"My third reason [for bringing Vietnam into the field of my moral vision] moves to an even deeper level of awareness, for it grows out of my experience in the ghettoes of the North over the last three years -- especially the last three summers. As I have walked among the desperate, rejected and angry young men I have told them that Molotov cocktails and rifles would not solve their problems. I have tried to offer them my deepest compassion while maintaining my conviction that social change comes most meaningfully through nonviolent action. But they asked -- and rightly so -- what about Vietnam? They asked if our own nation wasn't using massive doses of violence to solve its problems, to bring about the changes it wanted. Their questions hit home, and I knew that I could never again raise my voice against the violence of the oppressed in the ghettos without having first spoken clearly to the greatest purveyor of violence in the world today -- my own government. For the sake of those boys, for the sake of this government, for the sake of hundreds of thousands trembling under our violence, I cannot be silent." -- Dr. Martin Luther King Jr. New York's Riverside Church on April 4, 1967
I have immense respect for Dr. King because he was out-right and completely non-violent, just like myself.
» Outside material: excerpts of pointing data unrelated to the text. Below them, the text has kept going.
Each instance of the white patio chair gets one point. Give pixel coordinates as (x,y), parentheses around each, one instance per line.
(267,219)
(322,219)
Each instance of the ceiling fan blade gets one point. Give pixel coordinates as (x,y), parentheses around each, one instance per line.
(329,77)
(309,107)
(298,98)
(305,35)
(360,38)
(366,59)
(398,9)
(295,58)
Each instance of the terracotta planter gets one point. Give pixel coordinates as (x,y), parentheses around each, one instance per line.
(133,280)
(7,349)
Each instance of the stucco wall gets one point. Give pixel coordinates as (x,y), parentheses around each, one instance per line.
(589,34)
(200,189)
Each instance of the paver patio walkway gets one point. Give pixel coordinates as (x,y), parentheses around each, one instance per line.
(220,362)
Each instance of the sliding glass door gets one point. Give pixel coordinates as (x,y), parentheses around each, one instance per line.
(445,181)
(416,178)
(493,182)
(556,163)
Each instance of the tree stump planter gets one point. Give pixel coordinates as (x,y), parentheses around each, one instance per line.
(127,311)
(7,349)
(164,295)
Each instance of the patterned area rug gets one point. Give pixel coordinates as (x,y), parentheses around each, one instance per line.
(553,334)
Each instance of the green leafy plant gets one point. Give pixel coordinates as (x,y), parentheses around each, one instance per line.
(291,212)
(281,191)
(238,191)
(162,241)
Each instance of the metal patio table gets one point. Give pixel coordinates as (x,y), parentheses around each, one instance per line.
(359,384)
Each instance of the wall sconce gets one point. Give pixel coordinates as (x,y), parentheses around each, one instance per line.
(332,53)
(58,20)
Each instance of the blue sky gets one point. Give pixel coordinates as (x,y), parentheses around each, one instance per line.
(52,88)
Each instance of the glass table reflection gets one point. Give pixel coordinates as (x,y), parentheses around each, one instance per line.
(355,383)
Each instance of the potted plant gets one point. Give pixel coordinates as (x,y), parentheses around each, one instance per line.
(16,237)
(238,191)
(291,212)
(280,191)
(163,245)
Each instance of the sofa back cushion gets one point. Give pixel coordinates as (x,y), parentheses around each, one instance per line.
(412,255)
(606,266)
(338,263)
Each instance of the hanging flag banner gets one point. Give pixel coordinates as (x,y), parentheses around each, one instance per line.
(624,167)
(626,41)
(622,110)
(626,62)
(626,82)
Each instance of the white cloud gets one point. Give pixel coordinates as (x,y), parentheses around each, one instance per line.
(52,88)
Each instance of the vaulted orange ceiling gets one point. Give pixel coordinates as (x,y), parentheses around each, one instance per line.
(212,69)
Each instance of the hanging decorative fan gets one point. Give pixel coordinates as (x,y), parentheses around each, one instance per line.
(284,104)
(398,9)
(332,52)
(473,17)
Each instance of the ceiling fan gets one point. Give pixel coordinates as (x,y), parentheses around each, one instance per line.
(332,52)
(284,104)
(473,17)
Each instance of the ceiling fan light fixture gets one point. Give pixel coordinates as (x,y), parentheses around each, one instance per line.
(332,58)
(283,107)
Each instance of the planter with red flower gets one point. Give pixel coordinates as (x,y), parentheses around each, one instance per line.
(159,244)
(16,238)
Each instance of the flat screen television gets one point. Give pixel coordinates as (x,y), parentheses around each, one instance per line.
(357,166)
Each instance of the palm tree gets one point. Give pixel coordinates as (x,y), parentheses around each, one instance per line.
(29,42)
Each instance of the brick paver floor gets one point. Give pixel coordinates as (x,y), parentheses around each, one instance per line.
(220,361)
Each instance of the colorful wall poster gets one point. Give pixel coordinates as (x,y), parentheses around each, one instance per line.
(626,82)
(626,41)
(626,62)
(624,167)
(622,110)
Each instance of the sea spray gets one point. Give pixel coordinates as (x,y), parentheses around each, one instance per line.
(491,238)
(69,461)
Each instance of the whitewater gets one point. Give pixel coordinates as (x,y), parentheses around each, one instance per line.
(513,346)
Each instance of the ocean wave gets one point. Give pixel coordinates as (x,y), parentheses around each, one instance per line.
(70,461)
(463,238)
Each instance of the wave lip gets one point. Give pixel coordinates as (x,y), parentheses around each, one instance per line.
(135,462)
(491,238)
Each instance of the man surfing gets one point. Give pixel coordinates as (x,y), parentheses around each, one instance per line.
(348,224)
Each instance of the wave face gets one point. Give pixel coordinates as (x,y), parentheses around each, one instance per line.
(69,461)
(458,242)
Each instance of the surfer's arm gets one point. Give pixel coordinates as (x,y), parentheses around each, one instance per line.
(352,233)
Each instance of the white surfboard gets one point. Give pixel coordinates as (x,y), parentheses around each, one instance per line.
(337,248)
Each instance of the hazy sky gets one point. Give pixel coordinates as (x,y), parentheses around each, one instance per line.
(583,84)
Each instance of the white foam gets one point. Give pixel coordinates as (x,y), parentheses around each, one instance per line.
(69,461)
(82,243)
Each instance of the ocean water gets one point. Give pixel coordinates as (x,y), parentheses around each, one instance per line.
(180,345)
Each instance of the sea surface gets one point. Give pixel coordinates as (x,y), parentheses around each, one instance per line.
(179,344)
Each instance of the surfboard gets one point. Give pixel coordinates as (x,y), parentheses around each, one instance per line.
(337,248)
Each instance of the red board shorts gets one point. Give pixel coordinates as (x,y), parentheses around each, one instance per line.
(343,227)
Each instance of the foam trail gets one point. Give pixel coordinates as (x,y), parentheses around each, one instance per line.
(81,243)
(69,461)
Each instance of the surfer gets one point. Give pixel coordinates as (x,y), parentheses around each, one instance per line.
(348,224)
Some think that non-violence is only for the weak. But the way he was harassed showed that he was what can only be characterized as a powerful man. He was not perfect but he probably would have been the first to admit it. The ultimate weakness of violence, this is, why violence never does solve anything, is that violence leads only to more violence. The most pressing and explicate example of this viscous cycle today is the Israel vs. Palestine conflict. There are counter arguments, at the deepest level mostly that destruction must always precede creation and that violence is inherent in nature. I must go from my gut and say I truly do not feel this way. Why must I blindly be lead by an academic? I have the view that humans create there own future and that the world is what we make it (Hegel's Philosophy of History studies this phenomenon). However deeper probing into this augment must be quitted for another day.
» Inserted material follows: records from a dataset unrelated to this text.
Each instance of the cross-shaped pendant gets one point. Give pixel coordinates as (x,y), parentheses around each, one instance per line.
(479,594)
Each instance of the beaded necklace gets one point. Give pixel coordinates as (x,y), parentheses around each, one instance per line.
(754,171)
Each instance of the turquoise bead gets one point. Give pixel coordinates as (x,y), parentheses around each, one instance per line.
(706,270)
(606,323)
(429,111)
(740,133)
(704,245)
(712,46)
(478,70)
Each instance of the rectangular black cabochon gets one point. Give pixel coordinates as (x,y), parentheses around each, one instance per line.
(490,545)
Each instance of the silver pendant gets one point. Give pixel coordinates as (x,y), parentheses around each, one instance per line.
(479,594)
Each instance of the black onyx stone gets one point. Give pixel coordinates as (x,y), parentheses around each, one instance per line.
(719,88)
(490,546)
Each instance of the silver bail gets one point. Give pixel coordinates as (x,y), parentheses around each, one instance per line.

Some readers may be struck by how true the quote sounds even today. Has nothing changed from when Martin Luther King was shot? This is troubling but I am not discouraged. Noam Chomsky was asked what steps the USA should take to reduce global terrorism. He simply replied that the USA should stop taking part in terrorism and that this step in itself would reduce terrorism (examples of state sponsered terrorism by the USA since WWII are too numerous to state here). Why should the Vietnamese, or truly my generation's Vietnam: Iraq, want democracy when we are bombing and terrorizing them, or futhermore when we can't even promise that we've perfected democracy (or capitalism?). I want to reach further than my grasp.